Materiality of Deletion

Is the EU “right to be forgotten” a “right to delete”?

EU "Right to Forget"

”Internet users must have effective control of what they put online and be able to correct, withdraw or delete it at will. What happens if you want to permanently delete your profile on a social networking site? Can this be done easily? The right to be forgotten is essential in today’s digital world.” – Viviane Reding, Europe’s rights commissioner (via Sydney Morning Herald)

The emphasis in the question of “what happens” is on how efficiently a user can execute their will to be removed from social networks. But what about the material record, the bits on the hard drive, the trace. What happens physically when you delete your profile online or on a social networking site?

Does the EU Data protection reform address this? Documentation of the proposal discusses the reach of the policy change which includes “police and judicial cooperation in criminal matters.” However, nowhere does the proposal discuss how the material trace of the deleted content is to be handled. To what degree must the storage devices be sanitized? The problem is revealed in the language used to discuss the proposal. Phrases such as  “permanently delete”, “data fully removed”, and even “the right to be forgotten” must surely imply a modicum of physical certainty.

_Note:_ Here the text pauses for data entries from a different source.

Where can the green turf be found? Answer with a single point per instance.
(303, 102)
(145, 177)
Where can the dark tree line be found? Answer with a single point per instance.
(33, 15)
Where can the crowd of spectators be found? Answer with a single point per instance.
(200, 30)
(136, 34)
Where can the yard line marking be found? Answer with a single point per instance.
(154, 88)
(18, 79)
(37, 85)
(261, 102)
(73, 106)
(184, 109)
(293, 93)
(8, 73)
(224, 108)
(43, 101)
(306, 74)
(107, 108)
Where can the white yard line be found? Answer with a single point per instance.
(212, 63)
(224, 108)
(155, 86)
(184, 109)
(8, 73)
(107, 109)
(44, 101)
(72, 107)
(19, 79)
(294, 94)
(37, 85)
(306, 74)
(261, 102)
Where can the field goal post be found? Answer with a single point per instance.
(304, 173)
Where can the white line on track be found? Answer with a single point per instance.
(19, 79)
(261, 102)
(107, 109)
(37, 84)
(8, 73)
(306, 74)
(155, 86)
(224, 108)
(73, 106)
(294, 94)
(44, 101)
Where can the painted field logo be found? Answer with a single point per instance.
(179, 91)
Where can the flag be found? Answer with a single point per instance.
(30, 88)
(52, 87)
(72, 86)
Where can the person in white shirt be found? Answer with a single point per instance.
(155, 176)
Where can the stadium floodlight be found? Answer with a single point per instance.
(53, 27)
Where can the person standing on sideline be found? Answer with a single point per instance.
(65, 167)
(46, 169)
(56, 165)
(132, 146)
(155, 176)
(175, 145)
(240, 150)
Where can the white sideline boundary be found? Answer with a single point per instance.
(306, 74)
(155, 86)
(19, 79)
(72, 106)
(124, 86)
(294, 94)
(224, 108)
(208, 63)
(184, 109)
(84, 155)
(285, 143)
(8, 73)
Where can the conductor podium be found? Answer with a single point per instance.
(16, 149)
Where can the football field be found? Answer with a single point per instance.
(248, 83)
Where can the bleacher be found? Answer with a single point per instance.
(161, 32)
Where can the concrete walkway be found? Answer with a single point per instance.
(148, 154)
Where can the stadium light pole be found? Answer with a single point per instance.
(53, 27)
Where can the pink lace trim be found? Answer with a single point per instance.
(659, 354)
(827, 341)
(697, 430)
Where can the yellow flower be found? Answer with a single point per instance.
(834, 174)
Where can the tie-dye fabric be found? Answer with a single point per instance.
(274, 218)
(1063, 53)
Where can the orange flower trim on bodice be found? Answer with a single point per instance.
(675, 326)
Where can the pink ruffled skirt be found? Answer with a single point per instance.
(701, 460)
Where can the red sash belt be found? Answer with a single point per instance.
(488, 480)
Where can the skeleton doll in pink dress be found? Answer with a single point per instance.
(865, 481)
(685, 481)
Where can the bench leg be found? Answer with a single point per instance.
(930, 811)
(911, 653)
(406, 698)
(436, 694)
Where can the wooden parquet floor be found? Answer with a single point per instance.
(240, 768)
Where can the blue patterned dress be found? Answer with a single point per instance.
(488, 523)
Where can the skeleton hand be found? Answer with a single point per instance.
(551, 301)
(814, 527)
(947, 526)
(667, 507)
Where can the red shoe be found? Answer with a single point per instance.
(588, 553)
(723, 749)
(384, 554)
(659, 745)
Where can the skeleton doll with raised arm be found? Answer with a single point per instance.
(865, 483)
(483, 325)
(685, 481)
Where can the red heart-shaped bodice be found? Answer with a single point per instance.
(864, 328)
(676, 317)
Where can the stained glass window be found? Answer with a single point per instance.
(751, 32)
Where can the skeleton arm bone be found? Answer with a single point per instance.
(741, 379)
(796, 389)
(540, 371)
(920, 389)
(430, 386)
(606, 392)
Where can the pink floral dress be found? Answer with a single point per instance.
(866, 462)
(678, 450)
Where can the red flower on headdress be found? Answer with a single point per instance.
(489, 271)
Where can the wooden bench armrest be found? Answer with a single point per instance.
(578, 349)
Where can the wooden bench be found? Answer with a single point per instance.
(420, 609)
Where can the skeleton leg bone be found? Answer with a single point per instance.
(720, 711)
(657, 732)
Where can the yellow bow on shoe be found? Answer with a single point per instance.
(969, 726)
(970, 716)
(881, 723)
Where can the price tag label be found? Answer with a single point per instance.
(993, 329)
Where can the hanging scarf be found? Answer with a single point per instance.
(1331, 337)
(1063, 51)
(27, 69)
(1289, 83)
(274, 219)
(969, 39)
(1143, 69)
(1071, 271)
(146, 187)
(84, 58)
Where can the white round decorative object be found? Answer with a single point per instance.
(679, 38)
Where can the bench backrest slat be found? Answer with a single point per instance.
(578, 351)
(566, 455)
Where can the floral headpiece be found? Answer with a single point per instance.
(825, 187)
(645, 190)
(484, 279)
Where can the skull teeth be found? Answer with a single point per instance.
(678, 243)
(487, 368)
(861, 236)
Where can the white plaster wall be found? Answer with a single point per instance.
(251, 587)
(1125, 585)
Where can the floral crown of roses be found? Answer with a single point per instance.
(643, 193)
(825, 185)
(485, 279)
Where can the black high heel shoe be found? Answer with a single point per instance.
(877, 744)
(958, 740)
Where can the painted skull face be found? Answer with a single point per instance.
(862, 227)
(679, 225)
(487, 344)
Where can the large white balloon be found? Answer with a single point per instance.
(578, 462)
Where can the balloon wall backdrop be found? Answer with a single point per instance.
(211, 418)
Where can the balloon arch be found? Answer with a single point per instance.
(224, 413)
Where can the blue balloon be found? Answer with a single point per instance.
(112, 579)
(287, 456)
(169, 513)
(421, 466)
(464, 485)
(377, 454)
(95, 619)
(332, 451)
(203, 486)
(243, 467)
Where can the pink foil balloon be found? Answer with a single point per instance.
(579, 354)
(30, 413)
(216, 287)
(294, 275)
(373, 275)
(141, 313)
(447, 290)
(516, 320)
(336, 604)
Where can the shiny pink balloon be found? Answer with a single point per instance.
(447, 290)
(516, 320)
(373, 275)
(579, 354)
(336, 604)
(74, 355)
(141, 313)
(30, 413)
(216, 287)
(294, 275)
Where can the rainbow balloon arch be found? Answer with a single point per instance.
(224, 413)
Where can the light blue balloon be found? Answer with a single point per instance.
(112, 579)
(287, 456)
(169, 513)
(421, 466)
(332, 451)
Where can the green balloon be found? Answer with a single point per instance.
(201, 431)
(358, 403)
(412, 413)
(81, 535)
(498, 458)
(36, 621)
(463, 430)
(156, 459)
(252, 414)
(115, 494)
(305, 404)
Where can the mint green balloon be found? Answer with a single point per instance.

[T]here should be a “right to be forgotten,” which means that individuals should have the right to have their data fully removed when it is no longer needed for the purposes for which it was collected. People who want to delete profiles on social networking sites should be able to rely on the service provider to remove personal data, such as photos, completely.” – EU Data protection reform FAQ

The proposal appears to fundamentally ground itself in a presupposition that memory resides in reconstruction, therefore removal amounts to unlinking content from connections. Where this thinking will become problematic is in how it will figure the relationship of the persisting trace of deleted content to criminal investigations and proceedings. If citizens enact their government endowed right to be forgotten, to have content deleted, their social media account closed – will the trace remains of the deleted content be admissible evidence in court?